Abstract
This study examines how the emergence and expansion of the cut-flower export industry in Kenya—particularly rose-growing greenhouses employing predominantly low-skilled women—affects female labour market participation and fertility outcomes. The project constructs a new geospatial database documenting the timing, location, and growth of flower-processing plants from 1999–2022 using historic satellite imagery, phone verification, and customs records. These data are linked to multiple rounds of household surveys, DHS birth histories, and population censuses to estimate how new wage opportunities for women shape employment patterns and fertility decisions.

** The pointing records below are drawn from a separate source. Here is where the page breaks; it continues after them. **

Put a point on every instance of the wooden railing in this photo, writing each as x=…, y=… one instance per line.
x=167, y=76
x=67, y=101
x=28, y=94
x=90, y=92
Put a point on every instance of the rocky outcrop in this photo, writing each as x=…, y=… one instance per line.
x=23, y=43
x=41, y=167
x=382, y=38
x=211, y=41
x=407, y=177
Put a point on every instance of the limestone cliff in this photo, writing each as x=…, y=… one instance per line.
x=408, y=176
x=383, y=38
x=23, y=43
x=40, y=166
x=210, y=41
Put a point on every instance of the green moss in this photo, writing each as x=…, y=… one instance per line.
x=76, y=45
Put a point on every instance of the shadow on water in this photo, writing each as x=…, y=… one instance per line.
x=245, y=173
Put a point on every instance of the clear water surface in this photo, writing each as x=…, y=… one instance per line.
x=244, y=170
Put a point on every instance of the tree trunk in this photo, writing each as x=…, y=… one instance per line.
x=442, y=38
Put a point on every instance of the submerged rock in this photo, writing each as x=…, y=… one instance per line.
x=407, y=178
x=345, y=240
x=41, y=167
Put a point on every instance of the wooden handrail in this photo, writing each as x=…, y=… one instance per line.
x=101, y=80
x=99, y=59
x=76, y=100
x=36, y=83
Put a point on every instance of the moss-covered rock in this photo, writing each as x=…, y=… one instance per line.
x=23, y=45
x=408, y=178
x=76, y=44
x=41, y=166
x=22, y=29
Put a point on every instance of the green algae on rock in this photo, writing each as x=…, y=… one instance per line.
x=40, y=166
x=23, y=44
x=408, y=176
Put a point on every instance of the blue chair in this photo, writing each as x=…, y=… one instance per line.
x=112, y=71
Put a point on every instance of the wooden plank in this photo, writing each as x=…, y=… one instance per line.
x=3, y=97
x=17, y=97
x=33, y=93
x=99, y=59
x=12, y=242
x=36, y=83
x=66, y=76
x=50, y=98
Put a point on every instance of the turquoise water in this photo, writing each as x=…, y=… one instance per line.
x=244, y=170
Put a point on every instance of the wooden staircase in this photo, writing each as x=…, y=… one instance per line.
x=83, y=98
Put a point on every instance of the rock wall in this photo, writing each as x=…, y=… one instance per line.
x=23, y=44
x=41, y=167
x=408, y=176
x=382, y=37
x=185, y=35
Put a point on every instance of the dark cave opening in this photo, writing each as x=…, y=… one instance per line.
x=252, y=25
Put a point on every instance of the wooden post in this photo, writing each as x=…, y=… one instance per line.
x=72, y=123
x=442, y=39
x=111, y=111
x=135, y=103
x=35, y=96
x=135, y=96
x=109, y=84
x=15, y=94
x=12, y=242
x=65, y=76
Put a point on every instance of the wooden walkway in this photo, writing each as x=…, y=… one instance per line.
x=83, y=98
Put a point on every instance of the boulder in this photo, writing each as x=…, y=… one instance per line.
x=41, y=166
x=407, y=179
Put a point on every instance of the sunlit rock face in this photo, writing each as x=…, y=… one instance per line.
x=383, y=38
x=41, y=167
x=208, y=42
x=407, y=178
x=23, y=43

The empirical strategy follows a staggered difference-in-differences design comparing treated villages to geographically suitable control locations. The resulting database provides the first systematic mapping of Kenya’s rose-greenhouse expansion and supports research on structural transformation, gender, and demographic change in sub-Saharan Africa.
Data Description
The dataset contains a time series documenting the expansion of the Kenyan cut-flower industry at the county level. For each year from 1999 to 2022, it records the number of identifiable greenhouses and total greenhouse area based on satellite imagery and auxiliary sources. The dataset captures greenhouse-based export production, predominantly roses. Open-field production (e.g. summer flowers) is not systematically measurable from satellite imagery and is therefore outside the main scope.
Scope Note
This dataset records the expansion of greenhouse-based rose farms only. Summer-flower production or non-greenhouse fields cannot be reliably detected and are not included. The time series begins in 1999 because earlier satellite images are of insufficient quality to identify structures consistently.